The middle shot is a fascinating out take of robed monks climbing a spiral staircase shot directly from below, with what i suspect is a matte painted ceiling atop the set.  Bottom frame is director Capra conferring with another esteemed cinematographer, Joseph Ruttenberg (who did amazing work on MGM's "GASLIGHT").  Ruttenberg was brought on board to reshoot some sequences involving the Lama character - a problematic character to write for, direct and headache inducing for Capra to shoot and edit while still maintaining the audiences' interest as the speeches in those sequences went on for up to forty minutes in the original rough cut.
Of interest here is the World War II re-issue title card whereby Harry Cohn heard a military reference to 'Shangri-la' that stuck in the nations ears so being the shameless opportunist he was he quickly retitled (and radically re-cut) the film to capitalise on this new found 'catchphrase'.  Oddly enough the picture was quite extensively censored to remove the (quote) "pacifist overtones" during WWII with alot of bits of dialogue being trimmed and entirely new plotl ine intertitles substituted.


  1. Totally fascinating! Where are some of these fabulous behind the scenes production shots coming from? Just found your blog and am LOVING it.

  2. Enjoyed the shot of the Columbia (or as Cohn once spelled it, "Colombia") ranch. I was just there today. A big chunk of it is a shopping center now.
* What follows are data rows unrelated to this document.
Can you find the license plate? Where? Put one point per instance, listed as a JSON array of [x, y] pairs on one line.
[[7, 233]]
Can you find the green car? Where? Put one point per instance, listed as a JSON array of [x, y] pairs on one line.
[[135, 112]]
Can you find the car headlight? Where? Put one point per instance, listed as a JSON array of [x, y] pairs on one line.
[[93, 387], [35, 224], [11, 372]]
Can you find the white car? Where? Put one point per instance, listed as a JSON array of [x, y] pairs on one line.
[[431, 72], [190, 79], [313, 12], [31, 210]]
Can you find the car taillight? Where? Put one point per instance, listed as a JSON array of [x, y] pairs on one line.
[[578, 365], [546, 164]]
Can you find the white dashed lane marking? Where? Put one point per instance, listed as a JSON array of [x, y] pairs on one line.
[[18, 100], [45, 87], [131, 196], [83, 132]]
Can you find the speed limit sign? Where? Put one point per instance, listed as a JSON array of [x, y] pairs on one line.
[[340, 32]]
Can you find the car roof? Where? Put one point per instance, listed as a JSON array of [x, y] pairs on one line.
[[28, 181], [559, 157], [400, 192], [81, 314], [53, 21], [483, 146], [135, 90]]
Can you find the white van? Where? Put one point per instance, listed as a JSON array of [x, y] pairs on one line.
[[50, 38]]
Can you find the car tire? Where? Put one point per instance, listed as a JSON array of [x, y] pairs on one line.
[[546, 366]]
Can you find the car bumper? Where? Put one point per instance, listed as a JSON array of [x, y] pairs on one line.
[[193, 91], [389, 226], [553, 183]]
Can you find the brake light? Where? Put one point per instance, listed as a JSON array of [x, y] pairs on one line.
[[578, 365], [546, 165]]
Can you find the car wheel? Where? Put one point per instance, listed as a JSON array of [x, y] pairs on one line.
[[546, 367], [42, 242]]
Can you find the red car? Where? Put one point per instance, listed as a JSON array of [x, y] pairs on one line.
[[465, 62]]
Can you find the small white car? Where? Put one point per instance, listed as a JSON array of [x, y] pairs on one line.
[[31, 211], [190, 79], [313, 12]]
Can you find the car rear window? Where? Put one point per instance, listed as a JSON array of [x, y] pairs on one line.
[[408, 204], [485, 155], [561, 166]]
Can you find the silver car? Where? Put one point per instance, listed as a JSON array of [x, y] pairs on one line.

  3. Gregory Whitfield2 July 2011 at 06:38

    Through the miracle of Google searching I found your site. After learning that the lamasary in Lost Horizon was a giant set, I wanted to find a picture of the building structure in Burbank at the time. I'm so pleased I found your site as I have learned a great deal about mattes and about moving making. Keep up the good work! Harry Redmond, Jr., (special effects, mentioned above) died on May 23, 2011 at age 101.